Hoe stopt u decubitus?

Het stoppen van decubitus berust op drie peilers: beweging, voeding en zorg.

Beweging
Decubitus wordt veroorzaakt door druk- en schuifkrachten. Risicoplaatsen zijn hielen, heupen en stuit, schouders en achterhoofd. Wanneer een cliënt langdurig op de rug ligt of in dezelfde houding zit, is de druk op deze plaatsen verhoogd. Het is daarom belangrijk om te bewegen, ook wanneer een cliënt in bed moet blijven of in een rolstoel zit. Het is belangrijk dat de cliënt regelmatig zijn of haar houding verandert, zodat de druk op de huid ontlast wordt.

Bij zitten is het goed om ten minste eens per twee uur van houding te veranderen. Dit kan bijvoorbeeld door -  indien mogelijk - de cliënt even te laten staan of de cliënt bijvoorbeeld te laten verzitten van de linker op de rechterbil. Bij liggen geldt dat de cliënt ten minste eens per vier uur van houding moet veranderen.

Als een cliënt niet zelf van houding kan veranderen, is het belangrijk om als zorgprofessional de cliënt hierbij te ondersteunen. In samenwerking met eventuele mantelzorgers kan doorliggen worden voorkomen. Zo nodig kan er worden overwogen om een hulpmiddel in te zetten. Voor meer informatie over hulpmiddelen klik hier
Zorg er bovendien voor dat het bed of de stoel droog en schoon zijn. Kruimels, kreukels of kleine voorwerpen in bed of stoel maken de huid sneller kapot.

Voeding
Een gezond voedingspatroon draagt bij aan een gezonde huid.  Adviseer de patiënt daarom om gevarieerd te eten en voldoende te drinken.

Observeren en verzorgen van de huid
Het is belangrijk dat de huid dagelijks geïnspecteerd wordt op droogte, roodheid en/of beschadigingen.Inspecteer ook de huid onder medische hulpmiddelen, zoals gehoorapparaten, een leesbril, katheters, infuussystemen etc. Schakel een wond- of huidspecialist in wanneer de patiënt aangeeft een rode of pijnlijke huid te hebben.

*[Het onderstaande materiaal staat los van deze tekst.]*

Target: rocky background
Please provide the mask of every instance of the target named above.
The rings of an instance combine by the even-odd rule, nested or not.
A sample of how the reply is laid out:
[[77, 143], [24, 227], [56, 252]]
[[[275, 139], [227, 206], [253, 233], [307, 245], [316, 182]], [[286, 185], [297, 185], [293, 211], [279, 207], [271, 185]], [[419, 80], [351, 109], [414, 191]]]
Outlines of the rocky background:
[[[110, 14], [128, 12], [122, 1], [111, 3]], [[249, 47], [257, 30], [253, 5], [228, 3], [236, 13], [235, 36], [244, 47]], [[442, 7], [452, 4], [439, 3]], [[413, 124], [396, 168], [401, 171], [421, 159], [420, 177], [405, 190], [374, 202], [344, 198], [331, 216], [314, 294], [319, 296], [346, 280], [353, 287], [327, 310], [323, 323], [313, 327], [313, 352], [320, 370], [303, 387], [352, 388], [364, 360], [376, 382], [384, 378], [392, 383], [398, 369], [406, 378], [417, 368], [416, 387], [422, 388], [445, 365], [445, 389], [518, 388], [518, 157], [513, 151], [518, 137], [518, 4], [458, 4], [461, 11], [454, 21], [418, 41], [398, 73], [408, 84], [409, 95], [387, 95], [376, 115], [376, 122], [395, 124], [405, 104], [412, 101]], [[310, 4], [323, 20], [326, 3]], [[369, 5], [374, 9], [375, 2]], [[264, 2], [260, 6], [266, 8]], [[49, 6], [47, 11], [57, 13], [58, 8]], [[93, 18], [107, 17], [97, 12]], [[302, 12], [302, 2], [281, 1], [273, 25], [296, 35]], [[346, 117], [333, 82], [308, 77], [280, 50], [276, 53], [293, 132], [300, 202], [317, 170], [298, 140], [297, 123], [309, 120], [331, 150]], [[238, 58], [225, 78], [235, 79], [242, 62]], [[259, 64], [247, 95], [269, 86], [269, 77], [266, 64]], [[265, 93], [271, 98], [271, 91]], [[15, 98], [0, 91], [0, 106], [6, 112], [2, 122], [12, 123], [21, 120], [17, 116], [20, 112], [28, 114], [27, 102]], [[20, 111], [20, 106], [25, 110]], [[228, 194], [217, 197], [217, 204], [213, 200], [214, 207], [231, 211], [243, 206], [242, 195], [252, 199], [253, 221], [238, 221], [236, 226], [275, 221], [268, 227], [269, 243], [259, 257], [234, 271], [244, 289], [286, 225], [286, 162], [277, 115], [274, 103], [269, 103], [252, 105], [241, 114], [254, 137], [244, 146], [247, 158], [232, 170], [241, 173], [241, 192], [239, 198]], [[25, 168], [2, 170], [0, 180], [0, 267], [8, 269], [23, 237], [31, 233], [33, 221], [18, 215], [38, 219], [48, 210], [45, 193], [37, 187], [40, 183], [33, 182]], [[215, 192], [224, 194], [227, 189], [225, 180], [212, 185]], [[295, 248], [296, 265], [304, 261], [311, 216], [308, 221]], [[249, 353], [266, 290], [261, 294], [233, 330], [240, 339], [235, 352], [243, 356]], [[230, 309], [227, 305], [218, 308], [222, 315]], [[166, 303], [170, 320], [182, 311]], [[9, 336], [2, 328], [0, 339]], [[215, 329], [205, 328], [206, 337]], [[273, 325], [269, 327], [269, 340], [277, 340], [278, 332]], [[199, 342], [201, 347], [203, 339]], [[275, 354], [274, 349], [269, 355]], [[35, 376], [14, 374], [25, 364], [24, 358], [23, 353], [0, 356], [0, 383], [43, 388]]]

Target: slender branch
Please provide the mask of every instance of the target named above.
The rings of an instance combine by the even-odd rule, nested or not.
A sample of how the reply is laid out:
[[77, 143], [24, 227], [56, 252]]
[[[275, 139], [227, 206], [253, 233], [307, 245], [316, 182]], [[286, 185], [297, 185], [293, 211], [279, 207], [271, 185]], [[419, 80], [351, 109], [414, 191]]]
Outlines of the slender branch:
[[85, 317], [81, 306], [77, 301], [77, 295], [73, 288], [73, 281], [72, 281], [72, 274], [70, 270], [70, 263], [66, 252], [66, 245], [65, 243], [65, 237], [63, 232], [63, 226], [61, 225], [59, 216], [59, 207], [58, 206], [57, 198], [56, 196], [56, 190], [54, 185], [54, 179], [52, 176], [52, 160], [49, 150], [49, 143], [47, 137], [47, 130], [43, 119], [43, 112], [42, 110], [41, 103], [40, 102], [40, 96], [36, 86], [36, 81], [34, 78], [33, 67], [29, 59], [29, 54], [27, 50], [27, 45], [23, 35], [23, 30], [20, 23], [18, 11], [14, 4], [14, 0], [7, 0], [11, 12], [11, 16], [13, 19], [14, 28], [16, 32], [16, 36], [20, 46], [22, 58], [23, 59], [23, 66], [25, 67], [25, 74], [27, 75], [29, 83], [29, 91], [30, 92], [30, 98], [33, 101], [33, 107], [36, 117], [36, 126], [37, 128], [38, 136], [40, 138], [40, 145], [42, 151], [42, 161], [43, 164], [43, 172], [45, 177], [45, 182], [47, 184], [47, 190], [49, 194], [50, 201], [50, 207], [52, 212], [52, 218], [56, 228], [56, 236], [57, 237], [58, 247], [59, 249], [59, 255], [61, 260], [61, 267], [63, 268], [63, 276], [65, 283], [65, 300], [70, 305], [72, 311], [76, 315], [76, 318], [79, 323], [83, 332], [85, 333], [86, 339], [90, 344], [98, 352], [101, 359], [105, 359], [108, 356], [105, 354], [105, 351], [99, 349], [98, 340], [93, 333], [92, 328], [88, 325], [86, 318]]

Adviseer de patiënt om niet te warm en niet te lang te douchen. Water en het gebruik van zeep hebben een uitdrogend effect. Adviseer daarom bij voorkeur een neutrale zeep of zeepvrije producten en adviseer om de (droge) huid na het douchen in te smeren met een neutrale vetcrème of zalf. Zorg er tevens voor dat de patiënt dagelijks schoon ondergoed draagt.
Voorkom stoten, krabben, vallen, wrijven en schuiven en wees voorzichtig met het plakken van pleisters op de huid in verband met het risico op ontvelling bij het verwijderen.
Mocht de patiënt een vochtige huid hebben, gebruik of adviseer dan een product met indrogend effect, zoals producten met zinkoxide. Laat je zo nodig adviseren door een wond- of huidspecialist of de huisarts. Bovendien is het belangrijk om incontinentiemateriaal regelmatig te vernieuwen en de huid te beschermen met een barrièrecrème.